Non-Homogeneous PDE

**Jimmy_W** · November 5th, 2010, 07:53 PM

Use the method of eigenfunction expansion to solve $u_t = u_{xx} + e^{-t} \sin (3x)$ with boundary conditions $u(0,t) = u(\pi,t) = 0$ and initial condition $u(x,0) = f(x)$

I think I might have stuffed my solution here, but I don't know.
Would someone please be able to help me out?

Base a trial solution on the solution to the homogeneous problem

$\displaystyle u_t = u_{xx} \ \Rightarrow \ u(x,t) = \sum_1^{\infty} b_n \sin(\frac{n \pi x}{L})$

$\displaystyle \frac{\partial u}{\partial t} = \sum_1^{\infty} \dot{b_n(t)} \sin (\frac{n \pi x}{L}) , \frac{\partial u}{\partial x} = \sum_1^{\infty} b_n(t) \frac{n \pi}{L} \cos (\frac{n \pi x}{L}) , \frac{\partial^2 u}{\partial x^2} = - \sum_1^{\infty} b_n(t) \frac{n^2 \pi^2}{L^2} \sin (\frac{n \pi x}{L})$

Now represent $q(x,t)$ as a series of the particular eigenfunctions

Let

$\displaystyle q(x,t) = \sum_1^{\infty} c_n (t) \sin (\frac{n \pi x}{L})$

i.e.
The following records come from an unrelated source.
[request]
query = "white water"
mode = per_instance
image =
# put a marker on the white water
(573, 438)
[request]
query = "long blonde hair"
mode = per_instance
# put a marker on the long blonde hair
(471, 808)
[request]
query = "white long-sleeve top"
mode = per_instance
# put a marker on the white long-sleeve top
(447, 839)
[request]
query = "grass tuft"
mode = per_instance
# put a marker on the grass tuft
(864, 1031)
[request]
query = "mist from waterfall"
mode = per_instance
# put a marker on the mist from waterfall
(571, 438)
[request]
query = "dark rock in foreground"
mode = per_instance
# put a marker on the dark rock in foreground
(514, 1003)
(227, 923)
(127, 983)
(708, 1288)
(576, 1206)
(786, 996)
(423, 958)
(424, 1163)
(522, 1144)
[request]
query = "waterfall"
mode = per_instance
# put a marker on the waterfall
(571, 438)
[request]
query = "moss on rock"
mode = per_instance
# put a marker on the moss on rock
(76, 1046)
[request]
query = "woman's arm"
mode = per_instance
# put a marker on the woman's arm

Let $\displaystyle c_n(t) = \frac{2}{L} \int_0^L \sin (\frac{n \pi x}{L}) q(x,t) \ dx)$

Sub into PDE $\displaystyle u_t = u_{xx} + q(x,t)$

$\displaystyle \sum_1^{\infty} \dot{b_n(t)} \sin (\frac{n \pi x}{L}) = - \sum_1^{\infty} b_n(t) \frac{n^2 \pi^2}{L^2} \sin (\frac{n \pi x}{L}) + \sum_1^{\infty} c_n (t) \sin (\frac{n \pi x}{L})$

$\displaystyle \sum_1^{\infty} \big( \dot{b_n(t)} + b_n(t) \frac{n^2 \pi^2}{L^2} - c_n(t) \big) \sin (\frac{n \pi x}{L}) = 0$

The only way for this to be true for all $x$ is if

$\displaystyle \dot{b_n}(t) +b_n(t) \frac{n^2 \pi^2}{L^2} = c_n(t)$

This is a first order ODE.....so use an integrating factor

$\displaystyle e^{\int \frac{n^2 \pi^2}{L^2} dt} = e ^{\frac{n^2 \pi^2}{L^2}t}$

$\displaystyle e^{k_n t}$ where $\displaystyle k_n = \frac{n^2 \pi^2}{L^2}$

$\displaystyle \dot{b_n} + k_n b_n = c_n$

Multiply by $e^{k_n t} \ \Rightarrow$

$\displaystyle \dot{b_n}e^{k_n t} + k_n e^{k_n t} b_n = c_n e^{k_n t}$

$\displaystyle \frac{d}{dt} \Big( b_n e^{k_n t} \Big) = c_n e^{k_n t}$

$\displaystyle \int_0^t \frac{d}{d \tau} \Big( b_n(\tau) e^{k_n \tau} \Big) \ d \tau = \int_0^t c_n (\tau) e^{k_n \tau} \ d \tau$

$\displaystyle b_n(t) e^{k_n t} - b_n(0) = \int_0^t c_n (\tau) e^{k_n \tau} \ d \tau$

In order for $u(x,0) = f(x)$ choose

$\displaystyle b_n(0) = \frac{2}{L} \int_0^L \sin \Big( \frac{n \pi x}{L} \Big) f(x) dx$

Skipping a few lines of calculation...

$\displaystyle u(x,t) = \sum_1^{\infty} b_n(0) \sin \Big( \frac{n \pi x}{L}\Big) e^{-k_n t} + \sum_1^{\infty} \int_0^t c_n(\tau) e^{- k_n (t - \tau)} \ d \tau \sin \Big( \frac{n \pi x}{L} \Big)$

**Danny** · November 6th, 2010, 06:19 AM

I think what you have here is OK but an overkill. First off, you interval is $[0,\pi]$ with the BCs $u(0,t) = u(\pi,t) = 0$ so your eigenfunction expansion should be

$u(x,t) = \displaystyle \sum_1^{\infty} b_n \sin( n x)$ . Next when you sub. into your PDE you obtain

$\displaystyle \sum_1^{\infty} \dot{b_n} \sin( n x) = \sum_1^{\infty} - n^2 b_n \sin( n x) + e^{-t} \sin 3 x$

which gives

$\dot{b_n} = -n^2 b_n \;\text{for}\; n \ne 3<br />$

$<br /> \dot{b_n} = -n^2 b_n + e^{-t} \; \text{for}\; n = 3<br />$

Each of which you can solve separately. This should get you started.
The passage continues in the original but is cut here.